Heureusement dans mon cas, ma mère s’en est sortie. Puis a rechuté. Puis s’en est ressortie. Puis a rechuté. Puis s’en est ressortie. J’ose espérer que la dernière était la bonne.
Mais l’angoisse est toujours là.

Pour tenir bon, j’ai 2 trucs:
– je me suis acheté un agenda perpétuel, et pendant des années, j’ai écrit tous les jours les 3 trucs positifs de la journée. N’importe quoi. Des crêpes que m’avait préparées ma grand-mère, les fesses d’un beau gosse vu dans la rue, ma chanson préférée qui passait à la radio. Essayer de voir un petit peu de lumière au milieu de ce tunnel qui semble sans fin. Et d’une année à l’autre, je voyais l’évolution “tiens, le 05 juin 2003 j’ai fait ça, le 5 juin 2005 j’ai fait ça, …” Ça permet de voir qu’en général, le positif est toujours présent, ça oblige le cerveau à changer son fusil d’épaule et à se focaliser sur les beaux moments, les trucs qui donnent envie et espoir.
– j’ai lu un bouquin d’Amélie Nothomb qui a une citation qui me sert toujours: “Si tu meurs, pars. Si tu souffres, bouge.

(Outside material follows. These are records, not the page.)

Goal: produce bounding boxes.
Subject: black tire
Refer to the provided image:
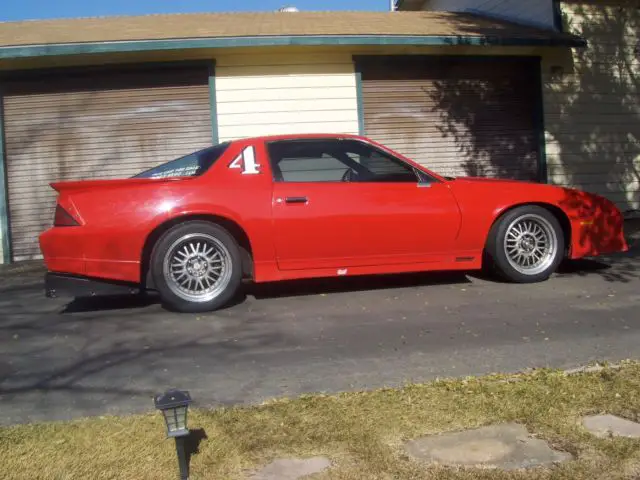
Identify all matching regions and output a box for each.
[150,221,242,313]
[485,205,565,283]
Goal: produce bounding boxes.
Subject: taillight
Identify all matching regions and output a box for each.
[53,205,80,227]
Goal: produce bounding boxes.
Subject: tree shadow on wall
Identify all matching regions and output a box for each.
[429,3,640,278]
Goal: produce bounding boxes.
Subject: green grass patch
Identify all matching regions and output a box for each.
[0,362,640,480]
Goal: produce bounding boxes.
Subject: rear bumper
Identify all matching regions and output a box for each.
[44,272,139,298]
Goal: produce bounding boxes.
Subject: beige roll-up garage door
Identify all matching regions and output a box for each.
[4,68,212,260]
[357,57,541,180]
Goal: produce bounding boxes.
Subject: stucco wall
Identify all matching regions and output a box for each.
[543,0,640,211]
[424,0,554,27]
[216,53,358,141]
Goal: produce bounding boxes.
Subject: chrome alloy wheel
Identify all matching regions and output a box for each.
[504,214,558,275]
[163,233,233,302]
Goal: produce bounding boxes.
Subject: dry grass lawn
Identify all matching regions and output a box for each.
[0,362,640,480]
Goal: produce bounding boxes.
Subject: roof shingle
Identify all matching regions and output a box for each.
[0,12,575,47]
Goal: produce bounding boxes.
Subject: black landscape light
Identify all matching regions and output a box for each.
[154,390,191,480]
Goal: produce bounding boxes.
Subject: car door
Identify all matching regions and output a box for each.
[267,138,460,270]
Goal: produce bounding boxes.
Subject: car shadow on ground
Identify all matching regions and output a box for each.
[60,272,470,314]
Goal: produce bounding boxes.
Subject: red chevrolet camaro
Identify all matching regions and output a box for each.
[40,135,627,312]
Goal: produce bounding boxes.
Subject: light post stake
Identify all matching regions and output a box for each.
[154,390,191,480]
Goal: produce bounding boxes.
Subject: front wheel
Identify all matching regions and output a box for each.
[486,205,565,283]
[151,221,242,312]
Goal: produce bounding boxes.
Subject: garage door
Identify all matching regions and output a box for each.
[357,57,540,180]
[4,68,211,260]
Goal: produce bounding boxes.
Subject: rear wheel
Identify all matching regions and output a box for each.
[486,205,565,283]
[151,221,242,312]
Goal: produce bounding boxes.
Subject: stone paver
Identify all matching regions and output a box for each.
[251,457,331,480]
[582,415,640,438]
[405,423,571,470]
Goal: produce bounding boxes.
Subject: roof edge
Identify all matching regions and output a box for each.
[0,35,587,59]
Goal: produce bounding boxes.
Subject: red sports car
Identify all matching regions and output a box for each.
[40,135,627,312]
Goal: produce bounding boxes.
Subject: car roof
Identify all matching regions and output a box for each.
[236,133,368,142]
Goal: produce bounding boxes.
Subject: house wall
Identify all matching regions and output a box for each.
[424,0,554,28]
[542,0,640,212]
[216,53,358,141]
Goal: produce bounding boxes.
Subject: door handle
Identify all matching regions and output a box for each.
[284,197,308,204]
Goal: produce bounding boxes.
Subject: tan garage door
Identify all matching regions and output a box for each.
[4,68,212,260]
[356,57,541,180]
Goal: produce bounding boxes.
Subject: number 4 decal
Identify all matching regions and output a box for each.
[229,145,260,175]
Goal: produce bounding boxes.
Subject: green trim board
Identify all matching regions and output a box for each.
[0,35,586,59]
[354,59,367,135]
[209,61,220,145]
[0,85,11,263]
[534,57,549,183]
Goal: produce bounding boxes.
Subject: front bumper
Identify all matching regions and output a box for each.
[44,272,140,298]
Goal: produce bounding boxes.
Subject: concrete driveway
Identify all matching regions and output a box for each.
[0,242,640,424]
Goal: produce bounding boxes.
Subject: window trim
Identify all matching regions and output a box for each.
[265,137,438,187]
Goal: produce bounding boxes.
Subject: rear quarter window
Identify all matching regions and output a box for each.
[131,142,229,178]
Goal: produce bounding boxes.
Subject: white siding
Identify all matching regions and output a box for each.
[216,53,358,141]
[424,0,554,28]
[543,0,640,211]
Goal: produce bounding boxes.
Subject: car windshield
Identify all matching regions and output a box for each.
[131,142,229,178]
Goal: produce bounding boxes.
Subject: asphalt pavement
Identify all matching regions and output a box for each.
[0,242,640,424]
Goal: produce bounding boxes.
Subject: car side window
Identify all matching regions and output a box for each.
[268,139,419,183]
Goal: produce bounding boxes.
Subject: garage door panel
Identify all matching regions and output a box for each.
[360,57,539,180]
[4,68,211,260]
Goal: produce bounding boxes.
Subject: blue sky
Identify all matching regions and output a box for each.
[0,0,389,21]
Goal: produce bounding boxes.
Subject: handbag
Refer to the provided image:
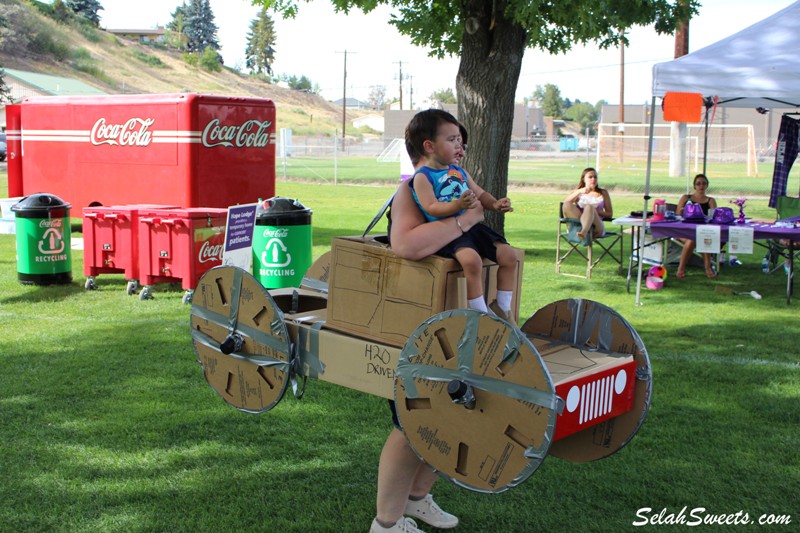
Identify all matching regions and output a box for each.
[711,207,733,226]
[683,202,706,224]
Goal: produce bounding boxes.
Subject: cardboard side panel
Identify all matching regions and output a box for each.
[327,237,524,347]
[287,323,400,399]
[522,299,652,462]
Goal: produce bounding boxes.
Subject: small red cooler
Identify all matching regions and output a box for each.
[139,207,228,303]
[83,204,178,295]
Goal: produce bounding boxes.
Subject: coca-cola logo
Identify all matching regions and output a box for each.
[202,118,272,148]
[39,218,64,228]
[91,118,155,146]
[197,241,224,263]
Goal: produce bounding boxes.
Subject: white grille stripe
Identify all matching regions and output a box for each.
[578,375,615,424]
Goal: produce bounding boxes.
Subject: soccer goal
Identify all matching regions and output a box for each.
[597,122,758,176]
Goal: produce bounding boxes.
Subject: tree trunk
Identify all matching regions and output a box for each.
[456,0,527,233]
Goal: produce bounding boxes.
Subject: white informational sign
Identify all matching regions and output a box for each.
[694,224,721,254]
[728,226,753,254]
[222,204,258,272]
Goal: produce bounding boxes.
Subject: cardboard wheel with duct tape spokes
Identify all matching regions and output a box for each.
[520,298,652,462]
[395,310,558,492]
[191,266,292,413]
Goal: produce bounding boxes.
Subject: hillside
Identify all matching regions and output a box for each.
[0,2,358,135]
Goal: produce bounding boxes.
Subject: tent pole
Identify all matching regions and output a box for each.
[631,96,656,307]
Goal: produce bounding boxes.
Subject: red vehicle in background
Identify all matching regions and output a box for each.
[6,94,276,209]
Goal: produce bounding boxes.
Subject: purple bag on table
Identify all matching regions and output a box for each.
[711,207,733,226]
[682,202,706,224]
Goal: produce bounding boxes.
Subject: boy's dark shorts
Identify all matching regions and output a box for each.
[436,224,508,263]
[387,400,403,431]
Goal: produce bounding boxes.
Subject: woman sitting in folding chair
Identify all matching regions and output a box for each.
[563,167,614,240]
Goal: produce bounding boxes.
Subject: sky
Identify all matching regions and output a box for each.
[99,0,794,109]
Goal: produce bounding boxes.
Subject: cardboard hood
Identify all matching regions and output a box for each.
[653,1,800,108]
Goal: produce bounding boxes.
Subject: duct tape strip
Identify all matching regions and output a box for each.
[192,329,290,372]
[397,363,563,411]
[563,298,644,353]
[192,300,289,362]
[297,321,325,379]
[228,268,243,333]
[300,276,328,294]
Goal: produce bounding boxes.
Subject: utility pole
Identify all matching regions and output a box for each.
[336,50,347,152]
[619,34,625,163]
[669,0,689,178]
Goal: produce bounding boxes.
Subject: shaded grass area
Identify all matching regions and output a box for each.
[0,182,800,533]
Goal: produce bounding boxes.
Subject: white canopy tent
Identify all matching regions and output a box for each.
[653,2,800,108]
[636,1,800,305]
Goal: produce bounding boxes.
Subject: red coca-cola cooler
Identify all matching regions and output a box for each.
[83,204,179,295]
[139,207,228,303]
[6,93,276,209]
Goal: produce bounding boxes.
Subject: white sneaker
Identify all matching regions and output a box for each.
[369,516,425,533]
[405,494,458,529]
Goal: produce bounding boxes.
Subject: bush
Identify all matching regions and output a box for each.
[131,50,167,68]
[183,52,200,67]
[200,47,222,72]
[28,31,71,61]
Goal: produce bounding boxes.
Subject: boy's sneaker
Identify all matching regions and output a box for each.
[489,300,511,322]
[369,516,425,533]
[405,494,458,529]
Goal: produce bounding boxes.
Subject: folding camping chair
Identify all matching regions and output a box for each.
[556,202,623,279]
[764,196,800,273]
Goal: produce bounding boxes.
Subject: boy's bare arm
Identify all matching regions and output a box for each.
[467,171,514,213]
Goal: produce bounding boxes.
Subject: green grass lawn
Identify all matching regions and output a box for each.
[0,178,800,533]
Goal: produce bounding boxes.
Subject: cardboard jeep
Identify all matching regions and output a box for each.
[191,237,652,492]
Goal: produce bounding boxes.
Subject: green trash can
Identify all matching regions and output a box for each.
[253,196,311,289]
[11,193,72,285]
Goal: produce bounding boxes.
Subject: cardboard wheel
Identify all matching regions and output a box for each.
[191,266,292,413]
[520,298,653,463]
[395,310,558,492]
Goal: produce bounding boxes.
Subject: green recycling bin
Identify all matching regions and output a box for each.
[253,196,311,289]
[11,193,72,285]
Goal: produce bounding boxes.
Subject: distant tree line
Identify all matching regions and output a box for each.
[531,83,607,135]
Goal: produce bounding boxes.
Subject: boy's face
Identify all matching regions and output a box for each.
[425,122,464,165]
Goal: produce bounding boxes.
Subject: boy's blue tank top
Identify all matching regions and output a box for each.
[408,165,469,222]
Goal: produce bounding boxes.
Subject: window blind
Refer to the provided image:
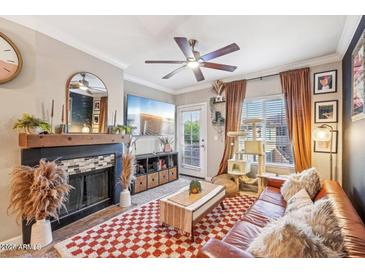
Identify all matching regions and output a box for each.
[241,96,293,165]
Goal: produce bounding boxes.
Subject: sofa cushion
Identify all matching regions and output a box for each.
[259,187,286,207]
[280,168,321,201]
[223,221,262,250]
[247,200,285,222]
[307,199,344,254]
[285,188,313,214]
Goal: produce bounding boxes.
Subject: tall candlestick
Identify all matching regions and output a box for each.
[51,99,54,118]
[61,105,65,124]
[50,99,54,133]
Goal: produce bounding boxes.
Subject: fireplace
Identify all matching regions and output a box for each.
[21,144,123,243]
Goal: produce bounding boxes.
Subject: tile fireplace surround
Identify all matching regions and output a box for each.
[21,143,123,243]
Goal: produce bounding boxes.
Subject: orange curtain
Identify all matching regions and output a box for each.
[99,97,108,133]
[217,80,246,175]
[280,68,311,172]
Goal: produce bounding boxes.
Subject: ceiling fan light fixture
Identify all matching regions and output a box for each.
[79,85,89,91]
[187,61,199,69]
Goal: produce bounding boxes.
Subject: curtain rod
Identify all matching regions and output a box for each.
[245,73,279,81]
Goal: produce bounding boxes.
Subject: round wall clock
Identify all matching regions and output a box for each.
[0,32,23,84]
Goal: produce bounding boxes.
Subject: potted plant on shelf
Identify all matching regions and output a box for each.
[8,160,72,247]
[112,125,133,135]
[159,136,174,152]
[119,152,135,207]
[13,113,51,134]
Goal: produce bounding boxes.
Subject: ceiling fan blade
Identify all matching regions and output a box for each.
[174,37,194,58]
[162,66,186,79]
[145,60,186,64]
[200,62,237,72]
[200,43,240,61]
[192,67,205,82]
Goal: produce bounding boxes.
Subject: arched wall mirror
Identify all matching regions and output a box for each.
[66,72,108,133]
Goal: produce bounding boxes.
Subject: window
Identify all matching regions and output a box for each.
[241,96,293,165]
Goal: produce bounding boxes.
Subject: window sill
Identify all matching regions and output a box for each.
[251,162,295,173]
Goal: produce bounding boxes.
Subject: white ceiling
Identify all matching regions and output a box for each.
[2,15,358,92]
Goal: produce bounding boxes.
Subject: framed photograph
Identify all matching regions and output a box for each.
[314,130,338,154]
[314,100,338,124]
[93,114,99,125]
[94,100,100,111]
[351,28,365,121]
[313,70,337,94]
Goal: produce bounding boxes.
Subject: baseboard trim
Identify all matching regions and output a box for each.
[0,235,23,253]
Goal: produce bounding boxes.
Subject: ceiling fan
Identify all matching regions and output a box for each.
[70,73,105,95]
[145,37,240,82]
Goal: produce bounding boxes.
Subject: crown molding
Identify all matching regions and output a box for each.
[337,15,362,59]
[124,73,176,94]
[174,53,342,95]
[1,15,129,70]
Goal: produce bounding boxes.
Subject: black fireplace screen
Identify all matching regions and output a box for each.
[60,168,111,217]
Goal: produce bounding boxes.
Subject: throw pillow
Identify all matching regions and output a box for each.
[285,188,313,214]
[247,215,341,258]
[280,168,321,201]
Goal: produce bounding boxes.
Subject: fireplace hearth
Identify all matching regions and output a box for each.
[21,144,123,243]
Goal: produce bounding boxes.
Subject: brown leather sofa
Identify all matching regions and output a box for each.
[198,177,365,258]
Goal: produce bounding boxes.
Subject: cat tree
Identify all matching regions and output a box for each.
[227,118,265,194]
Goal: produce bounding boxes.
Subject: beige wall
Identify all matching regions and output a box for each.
[175,89,225,177]
[176,62,342,182]
[0,18,342,241]
[0,18,123,241]
[124,81,175,154]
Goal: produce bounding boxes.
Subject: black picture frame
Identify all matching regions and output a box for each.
[314,100,338,124]
[313,130,338,154]
[313,69,337,95]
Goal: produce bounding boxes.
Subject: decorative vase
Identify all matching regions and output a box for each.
[30,219,53,247]
[163,144,172,152]
[119,189,132,207]
[25,127,43,134]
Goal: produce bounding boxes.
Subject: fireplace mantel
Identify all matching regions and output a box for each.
[19,133,130,148]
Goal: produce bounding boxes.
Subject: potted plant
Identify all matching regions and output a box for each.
[13,113,51,134]
[189,180,202,194]
[159,136,174,152]
[112,125,133,135]
[119,151,135,207]
[8,160,72,247]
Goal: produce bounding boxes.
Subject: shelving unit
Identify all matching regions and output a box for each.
[132,152,179,195]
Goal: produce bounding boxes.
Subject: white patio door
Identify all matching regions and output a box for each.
[177,103,207,178]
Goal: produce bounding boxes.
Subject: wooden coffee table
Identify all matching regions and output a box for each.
[160,181,225,241]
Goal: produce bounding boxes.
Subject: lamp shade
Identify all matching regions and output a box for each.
[313,127,331,142]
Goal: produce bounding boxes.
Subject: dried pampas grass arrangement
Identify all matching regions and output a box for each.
[120,153,135,189]
[8,160,72,223]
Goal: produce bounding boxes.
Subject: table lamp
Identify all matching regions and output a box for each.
[313,124,333,180]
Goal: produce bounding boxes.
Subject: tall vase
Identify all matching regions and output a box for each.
[30,219,53,247]
[119,189,132,207]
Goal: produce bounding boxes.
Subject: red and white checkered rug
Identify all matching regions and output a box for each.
[55,196,255,258]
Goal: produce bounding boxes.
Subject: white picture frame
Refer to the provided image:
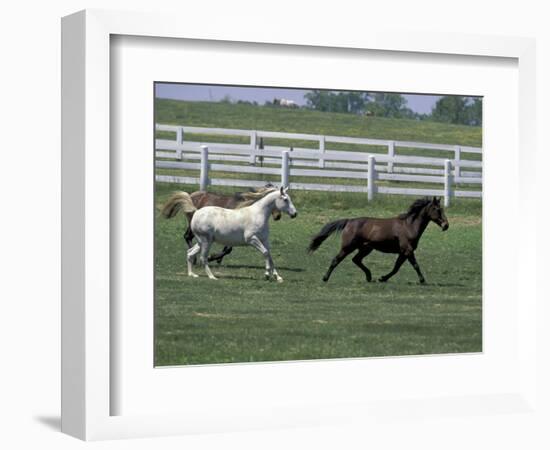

Il n’y a pas d’autre loi que le mouvement”. Je me fiche que cette auteur soit critiquée, moi, quand je sens que je plonge dans mes failles, je lis cette phrase que j’ai sur mon bureau et je m’oblige à bouger. Je vais boire un thé, je sors faire un tour, je passe un coup de fil, je regarde une série, je lis mon blog préféré, … tout ce qui peut aider à faire dérailler mes idées noires et me remettre sur le chemin positif. Je sais qu’il existe des associations pour les proches de personnes souffrant de troubles psychiatriques, à l’époque personne ne m’en avait parlé, mais je pense que ça vaut la peine de chercher, de demander à rencontrer les médecins, les infirmières, etc pour ne pas vivre cela seul.